Os pesquisadores não encontraram diferença entre usuários e não usuários ou entre grupos etários tanto na tarefa de esforço físico quanto na tarefa de prazer de recompensa real, confirmando evidências de outros estudos que não encontraram nenhuma ou muito pouca diferença.

Skumlien acrescentou: “Estamos tão acostumados a ver ‘chapados preguiçosos’ em nossas telas que não paramos para perguntar se eles são uma representação precisa dos usuários de cannabis. Nosso trabalho implica que isso é em si um estereótipo preguiçoso e que as pessoas que usam cannabis não são mais propensas a não ter motivação ou serem mais preguiçosas do que as pessoas que não usam."

“Suposições injustas podem ser estigmatizantes e podem atrapalhar as mensagens sobre redução de danos. Precisamos ser honestos e francos sobre quais são e quais não são as consequências prejudiciais do uso de drogas”, completou.

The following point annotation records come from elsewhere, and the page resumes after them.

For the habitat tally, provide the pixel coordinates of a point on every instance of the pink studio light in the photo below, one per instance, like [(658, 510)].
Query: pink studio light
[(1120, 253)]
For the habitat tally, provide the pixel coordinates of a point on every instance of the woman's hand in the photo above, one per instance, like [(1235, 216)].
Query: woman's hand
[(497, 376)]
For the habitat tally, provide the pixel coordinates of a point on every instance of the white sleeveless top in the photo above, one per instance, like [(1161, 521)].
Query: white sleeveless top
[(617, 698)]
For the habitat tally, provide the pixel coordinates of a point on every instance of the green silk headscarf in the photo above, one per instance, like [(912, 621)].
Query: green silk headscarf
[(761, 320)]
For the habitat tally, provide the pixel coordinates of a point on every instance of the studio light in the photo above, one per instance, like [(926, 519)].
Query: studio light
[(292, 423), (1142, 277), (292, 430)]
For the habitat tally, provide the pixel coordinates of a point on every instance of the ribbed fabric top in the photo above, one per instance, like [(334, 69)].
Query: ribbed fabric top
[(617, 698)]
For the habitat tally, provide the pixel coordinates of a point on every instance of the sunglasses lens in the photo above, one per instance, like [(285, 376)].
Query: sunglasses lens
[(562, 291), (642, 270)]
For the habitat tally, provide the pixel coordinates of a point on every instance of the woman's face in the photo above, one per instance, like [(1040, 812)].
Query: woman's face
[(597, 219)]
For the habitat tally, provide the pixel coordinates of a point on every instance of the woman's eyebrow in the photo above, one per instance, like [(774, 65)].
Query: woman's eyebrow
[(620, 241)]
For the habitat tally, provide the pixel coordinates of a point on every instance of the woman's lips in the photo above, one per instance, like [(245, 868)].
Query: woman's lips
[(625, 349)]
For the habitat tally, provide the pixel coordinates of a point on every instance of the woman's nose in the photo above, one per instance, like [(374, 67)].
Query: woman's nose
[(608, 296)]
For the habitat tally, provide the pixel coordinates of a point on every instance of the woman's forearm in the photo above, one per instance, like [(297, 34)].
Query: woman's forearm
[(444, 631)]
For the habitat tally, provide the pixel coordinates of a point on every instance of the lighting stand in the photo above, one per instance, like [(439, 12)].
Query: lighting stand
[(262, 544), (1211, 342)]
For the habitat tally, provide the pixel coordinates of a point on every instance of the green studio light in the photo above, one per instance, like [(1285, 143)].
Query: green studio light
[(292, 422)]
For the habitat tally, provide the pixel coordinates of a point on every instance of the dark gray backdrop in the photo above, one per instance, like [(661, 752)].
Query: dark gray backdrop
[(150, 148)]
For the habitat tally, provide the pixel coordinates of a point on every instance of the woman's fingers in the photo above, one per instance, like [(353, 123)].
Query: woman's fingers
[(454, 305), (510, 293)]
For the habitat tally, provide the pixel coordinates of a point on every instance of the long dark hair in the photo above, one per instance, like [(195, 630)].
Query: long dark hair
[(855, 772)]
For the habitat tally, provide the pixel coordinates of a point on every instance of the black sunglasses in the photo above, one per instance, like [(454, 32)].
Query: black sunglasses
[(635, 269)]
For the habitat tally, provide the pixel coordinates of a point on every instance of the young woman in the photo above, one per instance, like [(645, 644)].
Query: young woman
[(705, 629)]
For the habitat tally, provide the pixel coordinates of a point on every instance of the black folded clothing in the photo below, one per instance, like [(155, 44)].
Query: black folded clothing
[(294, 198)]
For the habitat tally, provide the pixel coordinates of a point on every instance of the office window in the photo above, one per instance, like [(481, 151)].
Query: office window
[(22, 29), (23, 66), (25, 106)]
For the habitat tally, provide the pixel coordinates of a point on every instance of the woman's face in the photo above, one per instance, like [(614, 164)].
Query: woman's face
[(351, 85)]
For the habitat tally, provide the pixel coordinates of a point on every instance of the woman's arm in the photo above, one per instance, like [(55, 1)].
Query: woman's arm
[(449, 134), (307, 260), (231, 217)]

A professora Barbara Sahakian, do Departamento de Psiquiatria da Universidade de Cambridge, disse que as "evidências indicam que o uso de cannabis não parece ter efeito na motivação dos usuários recreativos. Os participantes do nosso estudo incluíam usuários que consumiam cannabis em média quatro dias por semana e não tinham mais probabilidade de falta de motivação. No entanto, não podemos descartar a possibilidade de que o uso maior, como visto em algumas pessoas com transtorno por uso de cannabis, tenha efeito."

“Até que tenhamos pesquisas futuras que acompanhem usuários adolescentes, desde o início até a idade adulta jovem, e que combinem medidas de motivação e imagens cerebrais, não podemos determinar com certeza que o uso regular de cannabis não afetará negativamente a motivação e o cérebro em desenvolvimento", completou.